Monday, Jan. 25, 1982

On to the Silverdome

Pontiac, Mich., a lunch-bucket industrial suburb 25 miles northwest of Detroit, seems an unlikely host for Super Bowl XVI. It is the first time in the history of the sports event that the game will move outside the Sunbelt. Last week Pontiac's decaying downtown was finishing up a hasty facelift. This overnight assemblage of restaurants, lounges and shops--some in abandoned buildings--bears the name Bourbon Street North. More than cosmetics, however, may be needed to equal the blowsy je ne sais quoi of New Orleans, site of the last Super Sunday. Super Bowl, after all, is Oktoberfest, Mardi Gras and May Day charged up into a massive electronic catharsis: the American version of bread and circuitry. Pontiac just might not be up to that.

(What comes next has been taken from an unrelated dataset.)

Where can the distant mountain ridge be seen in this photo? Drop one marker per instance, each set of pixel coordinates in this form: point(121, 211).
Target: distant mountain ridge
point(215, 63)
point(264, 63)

The Midwestern city (pop. 76,000) is a near disaster area. HUD recently declared it one of the most economically depressed areas in the nation. It is a one-industry town, and that industry is the ailing auto business. Unemployment has escalated to a Great Depression level of 23.9%, almost triple the national average. Into this municipal battleground for survival, old XVI, with its estimated 70,000 out-of-town visitors, its press personnel and its attendant show-business acts, arrives like a relief column of well-off cavalry. Some experts claim that the event may pump as much as $62 million into the economy of southeastern Michigan.

The N.F.L.'s decision to bring their ball to Pontiac's playground was not entirely magnanimous. Ernest Jones, 66, chairman of the Michigan Super Bowl Committee, is also chairman of D'Arcy-MacManus & Masius, a Detroit-based advertising agency, and he tackled Pete Rozelle with the aid of an awesome lineup. Jones got a full roster of ad-firm chieftains to "remind" Rozelle of their dedication. That dedication is measured in automotive industry advertisers--from cars to spark plugs to tires--who have supported the N.F.L. on television with an estimated $1 billion in commercials over the decades. "It was like whacking a donkey with a two-by-four," recalls Jones. "It got their attention." And their votes.

The Pontiac boosters could also point with real pride to the $55 million Silverdome. Though not as plush or as large as the New Orleans Superdome, the 80,000-seat stadium, which resembles a giant Belgian waffle, was built only for football and offers fine sight lines, as well as what CBS claims is some of the best lighting for television in the country. As for the feared Midwest blizzard, inside there is the inflatable dome's weather-controlled environment; outside more than 100 Michigan highway department snow-removal trucks with 500 tons of rock salt are ready to pounce like orange-painted linebackers on the first snowflake that dares to fall on Super Sunday.

The snow job, however, may be on Pontiac. The 2,000 members of the press will stay in suburban Dearborn, 30 miles from the dome and Bourbon Street North; concerts by Frank Sinatra, Motor City-born Diana Ross and Rocker Rod Stewart in the pregame week are to be held in downtown Detroit; 1,200 buses will cart fans from outlying locations to and quickly from the game. Even the teams will not stay in Pontiac; both are quartered in other suburbs.

The facelifting--and the hope it has kindled--may not be permanent. Pontiac is entitled to better times, and perhaps the Super Bowl will help. But in case not, better make that a double bourbon.